A2. Add a new optional field to events written after some version (a schema change). Show that older events, which lack the field, still fold correctly — for instance by supplying a default — demonstrating forward compatibility of the reader.
25.6 Summary
This chapter built the Chapter 22 prior store as a real, versioned data product. The store is an append-only event log of calibration experiments, and the live posterior is derived state — a fold over the log — so the log is the auditable, replayable source of truth and the posterior a cache that can always be rebuilt. Two properties make the fold trustworthy under realistic operation, and they come from opposite places. Order-independence is free: the precision contributions add, addition commutes, and so the fold is invariant to the order events arrive — Chapter 22’s sequential-equals-batch result in data-engineering form, which also makes replay-to-version a deterministic query. Idempotency is not free: a Bayesian update double-counts on replay, so under at-least-once delivery the store must deduplicate by event_id, which collapses repeated deliveries and makes the fold equal to the exactly-once posterior. Reorder-safe, retry-safe, and reproducible, the store is a data-intensive product rather than a mutable cache — the implementation behind the Chapter 24 interface, fed to the Chapter 18 optimizer, and the component whose invariants Chapter 26 will test and the Chapter 27 capstone will assemble.
Key concepts.
Event sourcing. Store the immutable, append-only log of calibration events, not the posterior; the posterior is derived state computed by folding the log, and the log is the source of truth.
The posterior as a fold. Each event contributes an additive precision term; the live posterior is the reduction of the log onto the prior.
Order-independence is free. Because the contributions add and addition commutes, the fold is invariant to arrival order — so out-of-order ingest and replay-to-version are safe (Chapter 22 sequential = batch).
Idempotency is engineered. A raw Bayesian update double-counts on replay, so at-least-once delivery is safe only with deduplication by event_id; commutativity comes from the model, idempotency does not.

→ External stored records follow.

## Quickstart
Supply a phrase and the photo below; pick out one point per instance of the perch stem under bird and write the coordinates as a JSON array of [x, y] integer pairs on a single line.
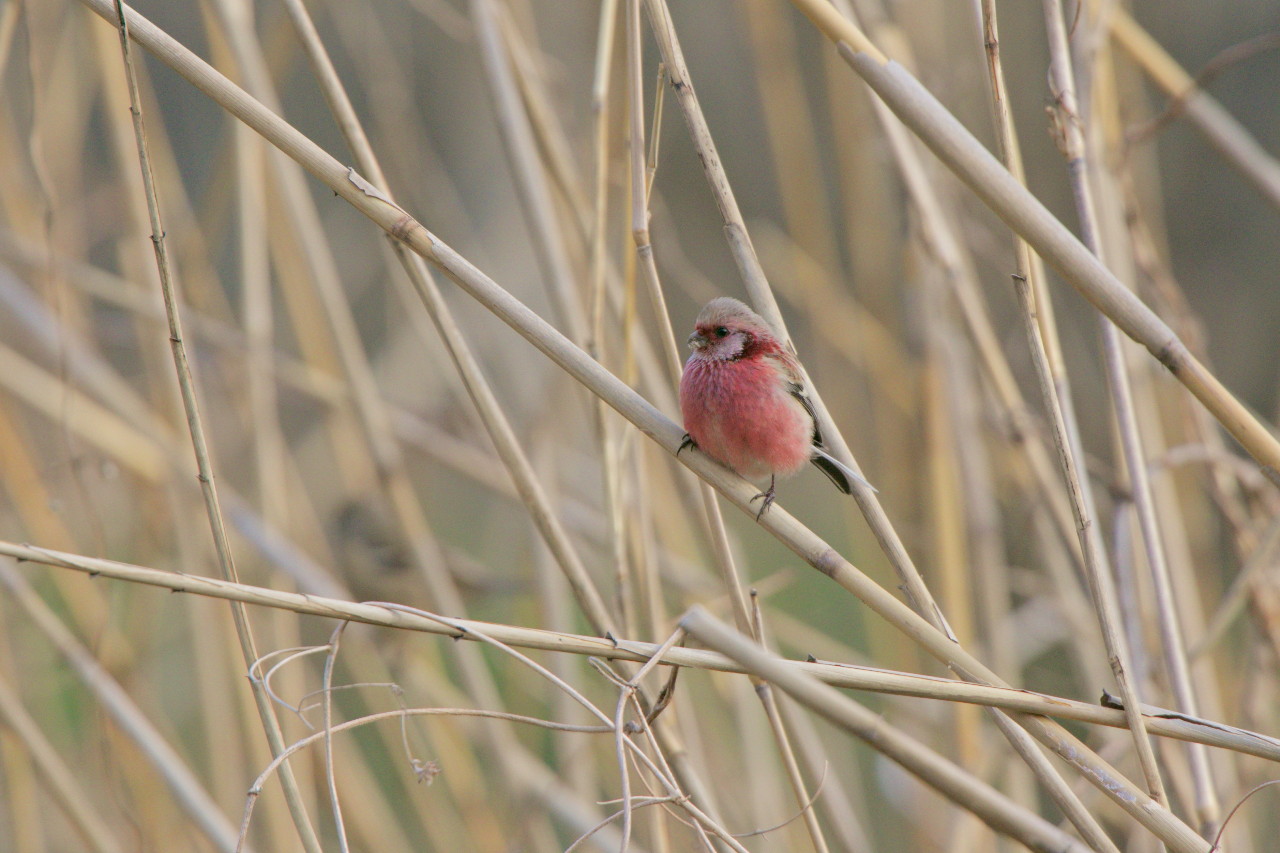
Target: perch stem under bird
[[744, 402]]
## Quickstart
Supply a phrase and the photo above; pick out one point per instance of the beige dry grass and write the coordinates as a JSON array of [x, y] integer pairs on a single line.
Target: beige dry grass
[[376, 433]]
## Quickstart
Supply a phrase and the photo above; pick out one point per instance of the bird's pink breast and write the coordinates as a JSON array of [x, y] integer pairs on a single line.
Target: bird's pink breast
[[743, 414]]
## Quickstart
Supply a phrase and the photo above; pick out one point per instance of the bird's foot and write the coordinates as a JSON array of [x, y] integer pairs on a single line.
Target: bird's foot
[[768, 498]]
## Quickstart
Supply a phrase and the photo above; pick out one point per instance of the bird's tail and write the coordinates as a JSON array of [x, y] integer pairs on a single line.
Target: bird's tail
[[837, 471]]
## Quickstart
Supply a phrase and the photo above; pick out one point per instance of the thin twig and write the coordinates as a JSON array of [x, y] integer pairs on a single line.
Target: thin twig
[[191, 406]]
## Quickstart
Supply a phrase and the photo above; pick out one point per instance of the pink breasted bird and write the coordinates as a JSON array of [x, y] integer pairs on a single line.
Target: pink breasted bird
[[744, 402]]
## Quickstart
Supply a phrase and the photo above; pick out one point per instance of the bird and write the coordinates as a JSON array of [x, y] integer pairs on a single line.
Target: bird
[[744, 402]]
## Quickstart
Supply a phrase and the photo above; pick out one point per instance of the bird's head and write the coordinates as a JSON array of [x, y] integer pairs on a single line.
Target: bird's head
[[726, 329]]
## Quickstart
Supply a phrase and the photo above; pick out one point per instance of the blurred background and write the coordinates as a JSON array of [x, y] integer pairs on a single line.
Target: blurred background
[[352, 461]]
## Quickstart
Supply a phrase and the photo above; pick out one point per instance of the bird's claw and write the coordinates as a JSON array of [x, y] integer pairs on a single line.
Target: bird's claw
[[768, 501]]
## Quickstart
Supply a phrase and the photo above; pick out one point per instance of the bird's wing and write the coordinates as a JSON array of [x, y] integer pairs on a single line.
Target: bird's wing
[[798, 392], [836, 471]]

Schema evolution. Backward and forward compatibility let producers and consumers deploy independently; the secant/tangent/validation taxonomy is the stable schema core, and migrations are versioned pure functions over the immutable log.
Key identities.
Posterior as a fold: \Lambda_k = \Lambda_0 + \sum_{j=1}^{k} w_j\, s_j^{-2}\, c_j c_j^\top.
Order-independence: the additive update commutes and associates, so the fold is permutation-invariant.
Non-idempotence of the raw update: \Lambda_0 + s^{-2} c c^\top + s^{-2} c c^\top \neq \Lambda_0 + s^{-2} c c^\top.
Dedup theorem: deduplicating by event_id makes the at-least-once fold equal the exactly-once posterior (and idempotent under redelivery).
Reproducibility: replay-to-version-k is the fold over the first k logged events.